John leaned over to hug him and whispered giddily, "You don't really have a choice, because I am not going anywhere."

"Ever?"

"Ever."

5.

That was a lie.

And now John is bleeding out in a cold, dirty alley somewhere in Brixton, Sherlock having run off ahead, forgetting that John would be slower for the sprained ankle he'd managed a few days ago. John didn't mind, of course; he let himself rest when he needed to, leaning against the brick wall covered in layers and layers of spray paint. And he'd forgotten that Sherlock had said, twenty-one hours before, that the murderer had a partner. As the bullet enters into the skin of his chest, ripping through layers and layers of flesh and bone and muscle, all John can think is I lied to him, I lied, I lied and he'll never ever forgive me.

"John, where did you—" John can still see, though his vision's gone a bit blurry, and what he sees breaks his heart over and over again. He sees Sherlock stop, frozen, as he figures out what happened, sees his whole body snap as though shot out of a slingshot, running toward the spot where John has slumped to the ground, now in a sitting position against the wall. He slides to the ground beside John, his breath coming in short gasps, his mobile phone out and dialing 999 already, and immediately places his hands over John's chest where the blood seeps out. He gives the directions and hangs up.

"I'm sorry," John manages to say.

"What for?" Sherlock mumbles, clearly too focused on keeping John alive to realize that he's already dead, was dead from the moment the murderer's partner took aim. He presses harder, hurting John, but the pressure brings him back for just a second and everything is clear and sharp and defined, nothing more so than Sherlock's face.

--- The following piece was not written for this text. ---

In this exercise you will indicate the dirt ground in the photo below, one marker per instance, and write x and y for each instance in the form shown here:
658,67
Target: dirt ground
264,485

"I said I wasn't going anywhere," he says, his voice croaking but perfectly understandable. He knows Sherlock heard him, even though John is being resolutely ignored. "I didn't mean to. I tried to stay. I did my best."

He starts to fade again, his head lolling to the side, and Sherlock slaps him, hard, smearing John's face with his own blood. "Don't you dare," Sherlock warns him, but there's a tremor in his voice, like somewhere he knows, just as John knows, that this time one of them won't make it.

"I couldn't help it, Sherlock," John continues, murmuring now, slurring a little. "Please forgive me."

Sherlock dissolves instantly, like salt in water. He can only nod helplessly and hope that John can see him. He's crying harder than he's ever cried in his life, and it hurts, oh God don't leave me please you promised you promised I'll do anything I'll stop the experiments and I'll eat whenever you tell me to and I'll do the dishes please don't John don't John don't

And then he is bending over John's limp, dying form and Sherlock kisses him, hard, desperate, not asking this time but begging, senselessly, and he is shaking so hard and some of his tears hit John's face and slide down, making tracks in the blood. And John kisses him back this time, and Sherlock understands the message instinctively, John's answer:

I can't stay this time and I am so sorry but I love you.

"I love you too," Sherlock says after he breaks the kiss; the words come out broken, in choking pieces; he doesn't care as long as John hears him. John's eyes are closed, his face is ghostly white against the smeared blood, his body is still and his heart is beating its last few beats. But he smiles.